O almoço é solitário na salinha pequena do escritório. Fui eu que o fiz ontem á noite. Deixei tudo preparado e mais uma pêra para o lanche que a vida não está para restaurantes. Dou inicio ao "banquete" e procuro no saco, o livro que me anda a fazer companhia, quando cai ao chão, o marcador. Pego-lhe e releio uns rabiscos que lá escrevi um dia destes:

“Bocas que ofendem, que pecam, que beijam
Que murmuram um credo...
Mãos que afagam, que abraçam, que tocam
Ou que batendo no peito, assumem:
Minha culpa, minha culpa, minha tão grande culpa”

Palavras soltas á espera de um início e de um fim, se estes se resolverem a surgir, caso contrário continuarão a ser apenas, uns rabiscos num marcador de livros.
A seguir ao almoço gosto de ir dar uma volta pela Vila. Está frio e sabe-me bem o casaco quente e o cachecol assim como me sabe bem cumprimentar várias pessoas com quem me cruzo pelo caminho. Nesta terra não há solidão. Reparo na montra do fotógrafo e dá-me vontade de rir, quando a vejo cheia de fotos de noivas em poses sexy, com olhares lânguidos e pernocas á mostra mostrando a liga… tudo muito sexy para vestidos tão brancos e puros. Esboço um sorriso que não consigo conter quando o fotógrafo, já entrado na idade, me acena educadamente da porta:
- Boa tarde, menina. Está frio não está? 
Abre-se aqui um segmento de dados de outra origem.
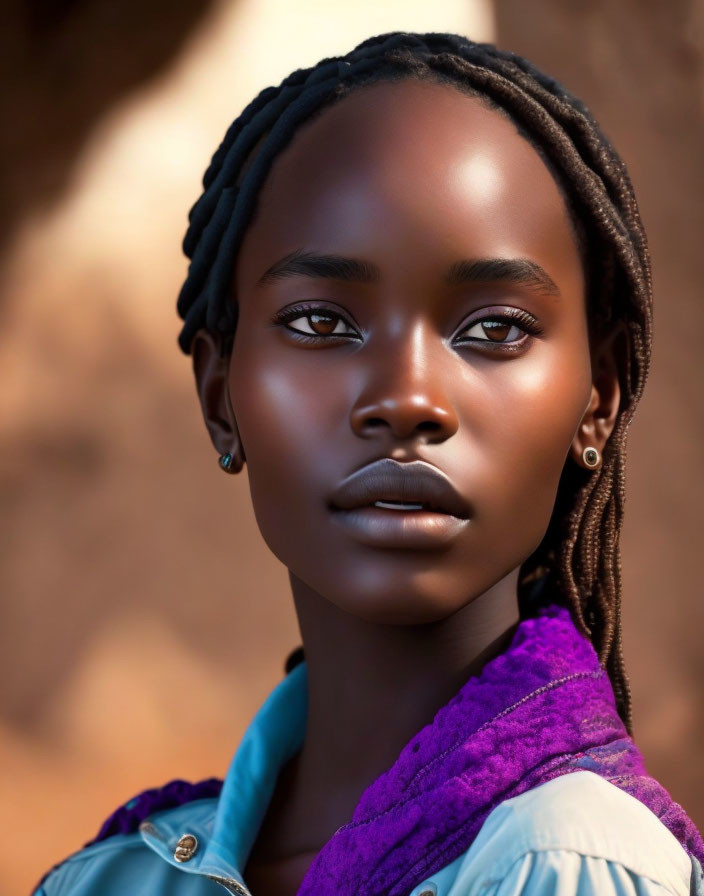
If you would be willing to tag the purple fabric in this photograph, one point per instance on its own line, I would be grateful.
(127, 818)
(541, 709)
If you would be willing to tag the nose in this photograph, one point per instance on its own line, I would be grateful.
(406, 392)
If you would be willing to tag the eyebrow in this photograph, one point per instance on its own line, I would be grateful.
(521, 271)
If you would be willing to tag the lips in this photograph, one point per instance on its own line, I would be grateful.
(391, 482)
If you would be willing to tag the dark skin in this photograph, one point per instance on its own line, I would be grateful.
(412, 178)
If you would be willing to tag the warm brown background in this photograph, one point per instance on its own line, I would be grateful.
(143, 618)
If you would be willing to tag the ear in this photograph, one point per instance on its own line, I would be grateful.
(211, 374)
(600, 416)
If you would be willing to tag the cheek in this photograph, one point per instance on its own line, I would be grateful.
(538, 406)
(285, 427)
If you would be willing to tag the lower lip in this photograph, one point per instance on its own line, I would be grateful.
(410, 529)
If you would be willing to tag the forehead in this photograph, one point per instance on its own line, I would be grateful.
(398, 165)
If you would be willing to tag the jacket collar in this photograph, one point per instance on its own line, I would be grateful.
(225, 831)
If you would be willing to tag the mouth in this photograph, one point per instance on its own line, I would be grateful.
(400, 505)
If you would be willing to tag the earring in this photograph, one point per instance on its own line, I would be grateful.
(590, 456)
(225, 461)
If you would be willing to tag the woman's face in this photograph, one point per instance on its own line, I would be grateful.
(447, 326)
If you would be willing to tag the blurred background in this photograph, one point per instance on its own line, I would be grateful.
(143, 618)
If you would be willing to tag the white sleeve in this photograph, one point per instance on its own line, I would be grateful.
(559, 872)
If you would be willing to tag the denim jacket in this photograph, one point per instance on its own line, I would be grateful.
(578, 835)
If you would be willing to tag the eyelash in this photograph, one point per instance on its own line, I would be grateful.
(513, 316)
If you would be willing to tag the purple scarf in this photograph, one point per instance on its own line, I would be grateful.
(541, 709)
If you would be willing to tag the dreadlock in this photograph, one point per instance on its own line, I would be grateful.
(579, 555)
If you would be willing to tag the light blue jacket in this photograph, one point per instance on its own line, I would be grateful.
(577, 835)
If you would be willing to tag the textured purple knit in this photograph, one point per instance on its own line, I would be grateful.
(542, 708)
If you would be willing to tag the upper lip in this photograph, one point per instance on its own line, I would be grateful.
(412, 482)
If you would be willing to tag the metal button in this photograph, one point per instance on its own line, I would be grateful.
(186, 848)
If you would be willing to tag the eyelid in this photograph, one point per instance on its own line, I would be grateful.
(518, 316)
(303, 309)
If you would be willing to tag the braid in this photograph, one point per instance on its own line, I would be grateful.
(580, 555)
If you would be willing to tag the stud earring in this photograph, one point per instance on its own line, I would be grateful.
(225, 461)
(590, 456)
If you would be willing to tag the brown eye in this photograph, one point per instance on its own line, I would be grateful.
(323, 324)
(314, 322)
(510, 328)
(499, 331)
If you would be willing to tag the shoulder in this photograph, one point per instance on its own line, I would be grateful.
(578, 829)
(120, 859)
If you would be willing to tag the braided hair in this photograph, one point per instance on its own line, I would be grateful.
(578, 561)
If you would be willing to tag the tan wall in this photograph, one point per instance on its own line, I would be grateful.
(143, 617)
(639, 66)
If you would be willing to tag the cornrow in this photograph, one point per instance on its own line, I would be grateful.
(578, 562)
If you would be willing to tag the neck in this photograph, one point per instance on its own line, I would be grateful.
(372, 687)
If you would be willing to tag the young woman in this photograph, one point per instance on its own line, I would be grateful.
(419, 311)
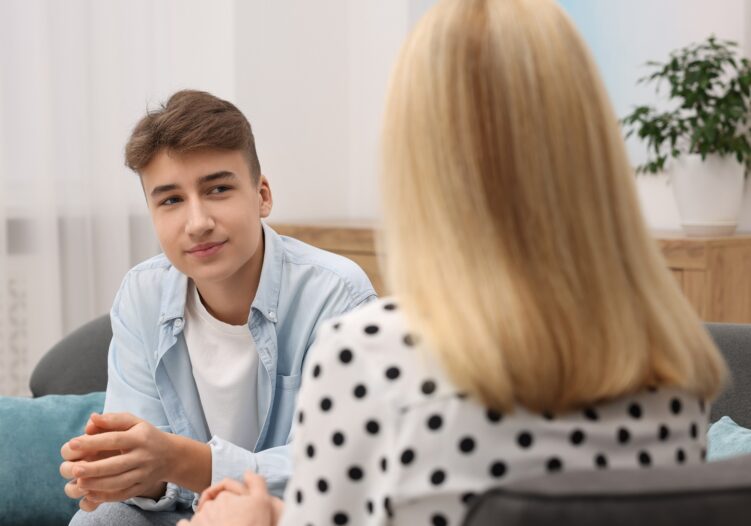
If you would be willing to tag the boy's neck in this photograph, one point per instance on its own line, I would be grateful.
(230, 300)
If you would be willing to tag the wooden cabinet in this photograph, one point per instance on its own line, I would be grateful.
(714, 273)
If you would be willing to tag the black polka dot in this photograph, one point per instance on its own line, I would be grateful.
(345, 356)
(387, 507)
(694, 430)
(493, 416)
(438, 477)
(524, 439)
(497, 469)
(663, 432)
(408, 455)
(554, 465)
(623, 435)
(577, 437)
(435, 422)
(428, 387)
(591, 414)
(468, 497)
(467, 445)
(355, 473)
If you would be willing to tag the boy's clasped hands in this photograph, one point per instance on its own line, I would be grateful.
(120, 456)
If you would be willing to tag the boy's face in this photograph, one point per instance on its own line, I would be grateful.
(207, 212)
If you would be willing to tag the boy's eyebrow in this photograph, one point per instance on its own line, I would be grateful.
(202, 180)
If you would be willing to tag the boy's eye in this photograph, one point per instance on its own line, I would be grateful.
(171, 201)
(219, 189)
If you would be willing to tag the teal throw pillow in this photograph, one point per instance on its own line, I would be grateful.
(32, 431)
(727, 439)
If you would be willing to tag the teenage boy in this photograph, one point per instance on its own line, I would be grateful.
(209, 339)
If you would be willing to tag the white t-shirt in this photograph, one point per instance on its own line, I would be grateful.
(225, 368)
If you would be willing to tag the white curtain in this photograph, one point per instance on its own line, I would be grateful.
(75, 76)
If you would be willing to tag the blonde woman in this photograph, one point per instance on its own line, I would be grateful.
(535, 327)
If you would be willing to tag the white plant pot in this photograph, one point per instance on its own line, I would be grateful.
(709, 193)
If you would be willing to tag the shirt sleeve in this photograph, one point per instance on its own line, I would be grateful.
(231, 461)
(131, 388)
(341, 440)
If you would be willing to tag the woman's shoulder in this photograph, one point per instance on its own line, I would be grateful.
(378, 327)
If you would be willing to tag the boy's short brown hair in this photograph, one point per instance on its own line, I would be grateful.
(190, 121)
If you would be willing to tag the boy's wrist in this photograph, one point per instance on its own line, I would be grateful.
(189, 463)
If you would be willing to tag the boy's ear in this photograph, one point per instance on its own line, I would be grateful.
(266, 201)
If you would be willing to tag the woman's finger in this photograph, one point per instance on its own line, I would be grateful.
(231, 485)
(73, 491)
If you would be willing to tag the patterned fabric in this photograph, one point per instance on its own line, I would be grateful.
(383, 437)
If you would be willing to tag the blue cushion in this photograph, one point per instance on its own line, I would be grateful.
(727, 439)
(32, 431)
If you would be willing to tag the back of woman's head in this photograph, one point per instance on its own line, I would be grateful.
(513, 233)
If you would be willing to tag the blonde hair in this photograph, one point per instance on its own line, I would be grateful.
(514, 237)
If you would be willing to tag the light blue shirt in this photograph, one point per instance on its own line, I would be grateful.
(150, 373)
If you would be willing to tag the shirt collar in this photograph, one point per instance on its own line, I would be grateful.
(267, 295)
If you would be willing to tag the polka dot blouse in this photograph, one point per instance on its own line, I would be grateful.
(382, 437)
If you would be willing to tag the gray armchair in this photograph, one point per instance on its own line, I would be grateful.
(77, 364)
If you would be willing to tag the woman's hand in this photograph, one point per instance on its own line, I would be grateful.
(232, 503)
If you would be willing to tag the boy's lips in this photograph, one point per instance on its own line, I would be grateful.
(205, 249)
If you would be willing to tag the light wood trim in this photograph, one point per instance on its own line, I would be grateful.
(713, 273)
(728, 284)
(678, 275)
(695, 291)
(336, 239)
(683, 254)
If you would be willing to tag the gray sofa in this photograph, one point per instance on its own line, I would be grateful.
(714, 493)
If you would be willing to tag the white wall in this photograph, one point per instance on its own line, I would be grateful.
(311, 78)
(625, 35)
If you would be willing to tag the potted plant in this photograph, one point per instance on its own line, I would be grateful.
(702, 137)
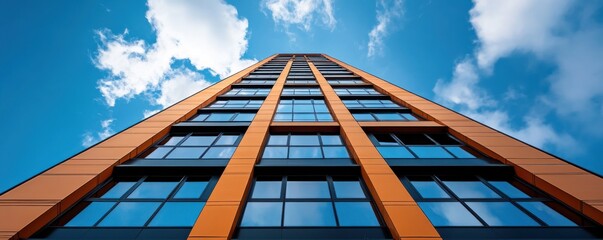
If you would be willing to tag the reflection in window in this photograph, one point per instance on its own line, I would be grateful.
(147, 202)
(478, 202)
(197, 146)
(298, 146)
(309, 202)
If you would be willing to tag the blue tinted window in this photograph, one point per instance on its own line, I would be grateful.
(547, 214)
(219, 152)
(177, 214)
(199, 141)
(307, 189)
(304, 140)
(153, 190)
(159, 152)
(129, 214)
(501, 214)
(348, 189)
(508, 189)
(275, 152)
(394, 152)
(262, 214)
(459, 152)
(430, 152)
(90, 215)
(300, 214)
(356, 214)
(191, 189)
(118, 190)
(305, 152)
(448, 214)
(267, 189)
(429, 189)
(471, 189)
(335, 152)
(187, 152)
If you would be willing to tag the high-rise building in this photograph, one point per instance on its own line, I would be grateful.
(304, 146)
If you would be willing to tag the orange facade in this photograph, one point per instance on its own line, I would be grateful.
(31, 205)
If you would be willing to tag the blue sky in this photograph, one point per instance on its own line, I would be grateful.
(75, 72)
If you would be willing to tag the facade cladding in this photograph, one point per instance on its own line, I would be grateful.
(303, 146)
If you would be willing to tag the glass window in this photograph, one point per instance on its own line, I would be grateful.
(90, 215)
(307, 189)
(306, 214)
(191, 189)
(448, 214)
(267, 189)
(348, 189)
(153, 190)
(471, 189)
(429, 189)
(501, 214)
(130, 214)
(177, 214)
(262, 214)
(356, 214)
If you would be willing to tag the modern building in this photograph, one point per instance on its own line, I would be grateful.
(304, 146)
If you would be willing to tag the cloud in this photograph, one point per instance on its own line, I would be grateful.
(301, 13)
(209, 34)
(387, 11)
(90, 139)
(546, 30)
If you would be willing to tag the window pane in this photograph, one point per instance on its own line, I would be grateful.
(429, 189)
(304, 140)
(173, 140)
(356, 214)
(508, 189)
(275, 152)
(267, 189)
(118, 190)
(331, 140)
(199, 141)
(153, 190)
(159, 152)
(129, 214)
(448, 214)
(191, 190)
(227, 139)
(244, 117)
(470, 189)
(307, 189)
(501, 214)
(219, 117)
(348, 189)
(177, 214)
(459, 152)
(394, 152)
(262, 214)
(547, 214)
(305, 152)
(187, 152)
(430, 152)
(278, 140)
(90, 215)
(335, 152)
(298, 214)
(219, 152)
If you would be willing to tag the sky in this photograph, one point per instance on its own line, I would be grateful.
(75, 72)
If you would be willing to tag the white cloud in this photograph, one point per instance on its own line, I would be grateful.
(209, 34)
(90, 139)
(387, 11)
(301, 13)
(544, 29)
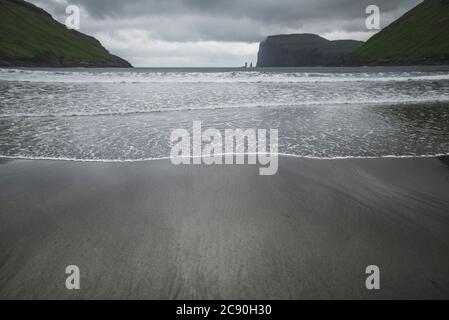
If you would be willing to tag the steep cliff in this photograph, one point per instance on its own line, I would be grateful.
(29, 36)
(303, 50)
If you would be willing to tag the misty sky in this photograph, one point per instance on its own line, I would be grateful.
(161, 33)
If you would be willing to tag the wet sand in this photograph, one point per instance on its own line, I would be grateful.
(151, 230)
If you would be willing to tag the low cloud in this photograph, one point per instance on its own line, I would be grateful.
(215, 32)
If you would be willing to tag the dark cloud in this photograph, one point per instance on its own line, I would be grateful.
(234, 20)
(215, 32)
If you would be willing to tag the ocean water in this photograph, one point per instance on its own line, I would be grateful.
(127, 115)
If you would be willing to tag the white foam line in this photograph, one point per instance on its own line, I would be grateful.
(19, 157)
(243, 106)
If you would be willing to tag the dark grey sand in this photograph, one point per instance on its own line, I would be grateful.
(152, 230)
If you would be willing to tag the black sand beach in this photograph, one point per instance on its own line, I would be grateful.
(151, 230)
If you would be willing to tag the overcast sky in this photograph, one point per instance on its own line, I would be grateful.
(161, 33)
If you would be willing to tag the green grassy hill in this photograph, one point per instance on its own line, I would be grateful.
(29, 36)
(421, 36)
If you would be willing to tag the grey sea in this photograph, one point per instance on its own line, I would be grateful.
(363, 180)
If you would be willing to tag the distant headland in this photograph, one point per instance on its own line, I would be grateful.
(32, 38)
(420, 37)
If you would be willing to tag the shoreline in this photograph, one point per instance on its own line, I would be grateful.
(152, 230)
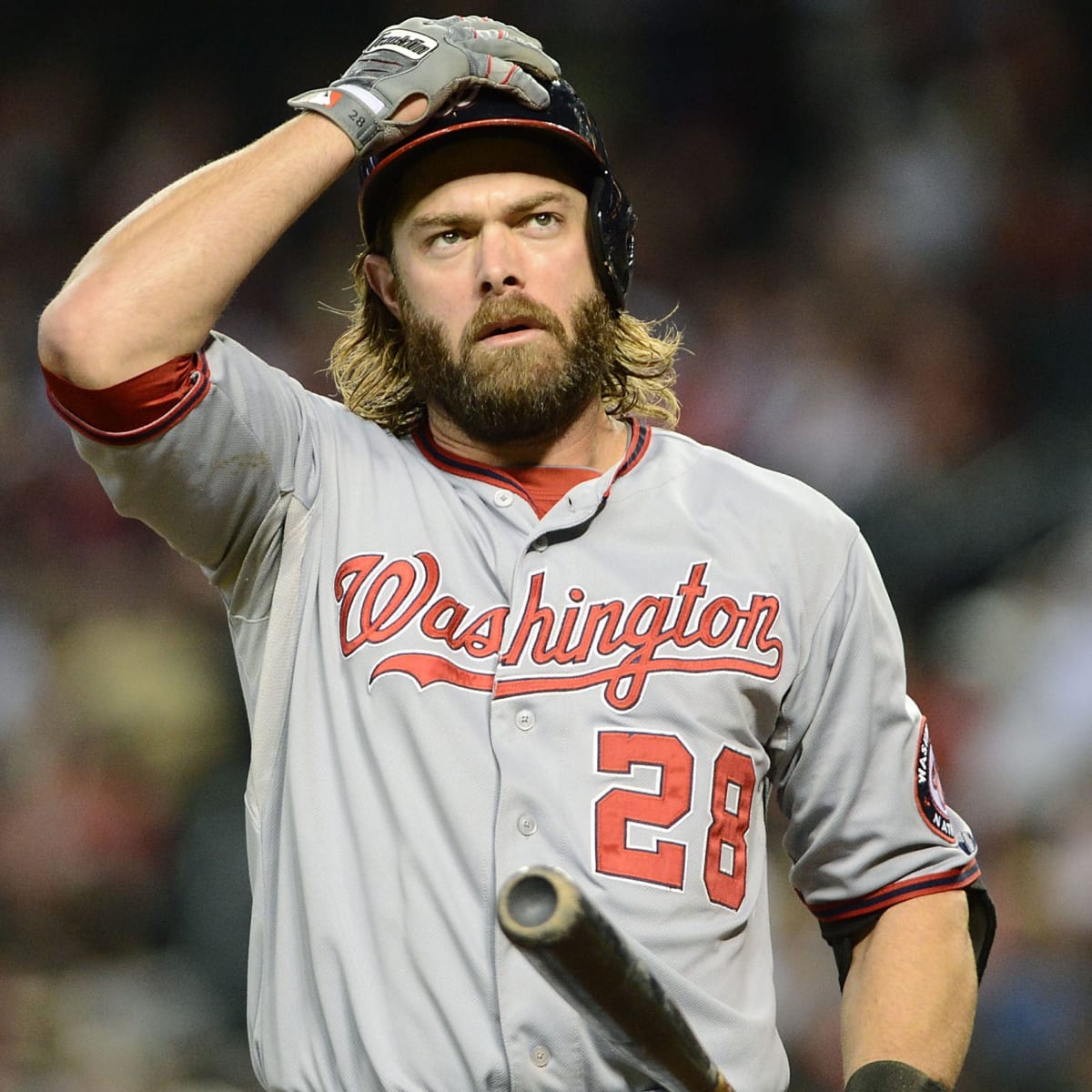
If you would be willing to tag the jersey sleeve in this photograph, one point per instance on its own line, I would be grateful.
(868, 824)
(203, 449)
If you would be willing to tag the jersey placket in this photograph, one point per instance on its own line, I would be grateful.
(541, 1032)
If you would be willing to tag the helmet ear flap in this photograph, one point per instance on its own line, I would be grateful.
(611, 222)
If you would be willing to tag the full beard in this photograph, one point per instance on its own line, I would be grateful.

Passam-me as coisas mais incríveis e cómicas pela mente - esta mente que não domino. 
– Está sim senhor!
E ele fica a olhar com aqueles olhinhos pequeninos e brilhantes, algo maliciosos até. Livra! Se me casasse agora não o queria para repórter fotográfico – penso eu divertida – ou talvez sim.
Olho em volta, sinto o burburinho, cheiro o frio e aconchego-me um pouco mais no casaco. "Isto é bom" – penso eu. E dou comigo a valorizar o presente. Constato que este povo que tanto aprecia criticar, quase como se fosse dono da verdade, nem se permite apreciar o que tem, limitando-se a temer um futuro cada vez mais incerto e apoiando-se num passado cada vez mais longínquo e turvo, cheio de nevoeiro denso e sem Reis salvadores perdidos lá dentro.
Torno a olhar a montra das fotos mas desta vez já só vejo a esperança nos olhos das modelos noivas.
E chegada finalmente a hora de regressar á realidade, deixa-me lá ir beber o meu café ao Chico, que o tempo não pára, a vida não pára, o pensamento não pára e, como dizia o poeta… o mundo pula e avança.